The diagnosis of patients with HHS is crucial; 30% of the infants tested and half the neonates who were sensitive to diazoxide in our series had HHS, and their therapy differs radically from that of other hyperinsulinemic patients. The hypoglycemia in HHS is less severe than in the forms of hyperinsulinism associated with SUR1 or Kir6.2 mutations (focal or diffuse), which usually require high rates of i.v. glucose and pancreatic surgery, and the treatment is much easier, particularly in neonates (16). All but one of our HHS patients had at least a partial response to diazoxide (9, 22), in agreement with the fact that the diazoxide-binding site is located in the inward-rectifying potassium-channel (Kir6.2). Surprisingly, one patient was resistant to diazoxide, which differed from the results of other medically treated patients (9, 22). Half of them were sensitive to a leucine-restricted diet. These possibilities of a medical treatment and the possible improvement over time in patient 5 and in the mother of patient 6 support a conservative approach to management for patients with HHS. Together with the fact that these patients have diffuse pancreatic disease, this suggests that invasive investigations, such as transhepatic pancreatic catheterization, are contraindicated in HHS patients.
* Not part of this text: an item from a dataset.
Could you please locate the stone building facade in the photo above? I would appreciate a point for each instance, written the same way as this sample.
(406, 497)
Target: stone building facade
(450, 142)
In conclusion, the serum ammonia concentration should be measured in each patient investigated for hyperinsulinism because the treatment, follow-up, and genetic counseling differ radically. Conversely, hypoglycemia should be looked for in patients with hyperammonemia of uncertain etiology. The question of whether moderate hyperinsulinism without hyperammonemia could be the result of GDH abnormality, as recently described by Santer et al.(19), remains to be clarified, particularly in patients who have leucine-sensitive hyperinsulinism. Finally, if the consequences of GDH mutation on glucose metabolism are clearly related to an inappropriate insulin secretion, the consequences of GDH mutation on ammonemia metabolism are not clear yet.